The Department of Energy (DOE) supports research in a broad range of basic and applied sciences to advance energy technology and promote related innovation in the United States. Duke University researchers are active participants in DOE research programs, and select awards and projects are highlighted below.
DOE Funding Overview:
FY 21 Expenditures: $16.1 million
Selected Research Currently Supported by DOE at Duke University
Duke University is home to the Triangle Universities Nuclear Laboratory (TUNL), a consortium between Duke, UNC-Chapel Hill, North Carolina Central University and North Carolina State University. A Department of Energy Center of Excellence, TUNL explores the foundations of nuclear physics and produces roughly 8% of all PhD’s in experimental nuclear physics.
Duke University is a partner in the Department of Energy’s Center for Hybrid Organic Inorganic Semiconductors for Energy (CHOISE). This Energy Frontier Research Center is led by the National Renewable Energy Laboratory and will investigate emergent phenomena of charge, spin and light/matter interactions in hybrid organic-inorganic semiconductors, potentially unlocking new energy technologies.
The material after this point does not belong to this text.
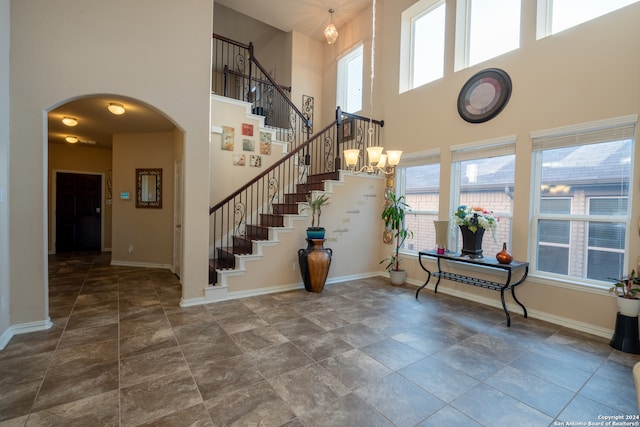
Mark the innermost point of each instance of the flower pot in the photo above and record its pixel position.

The GRACE Project is funded by DOE and ARPA-E and seeks to better characterize weather-based and other uncertainties to develop a new management system that produces risk-aware energy schedules. GRACE is comprised of experts from universities, including NC State, Dartmouth, Ohio State, and industry through Duke Energy, as well as Pacific Northwest National Lab, who are working together to address several problems prevalent in electrical power systems.
Peatlands are a key player in slowing climate change by storing more than twice the amount of carbon than the world’s forests. Assistant Professor Jean Phillipe Gilbert, along with Professor Jonathan Shaw and a team from Oak Ridge National Lab and the University of Tennessee study the impact warming temperatures might have on microbes in peatlands and its ability to sequester carbon.
Sponsored by ARPA-E, Professor David Smith and his team are working to develop a residential sensor system that uses dynamic meta-surface radar antenna to detect human presence beyond traditional line-of-sight sensors. These sensors would be able to more accurately gauge occupancy and adjust heating/cooling/other energy needs accordingly.
Duke physicists have worked with international collaborators to gain a better understanding of neutrinos, the so-called ghost particle due to its small size and elusive nature. These particles hold an important key to understanding the origin of matter and gain better insights into the composition of the universe.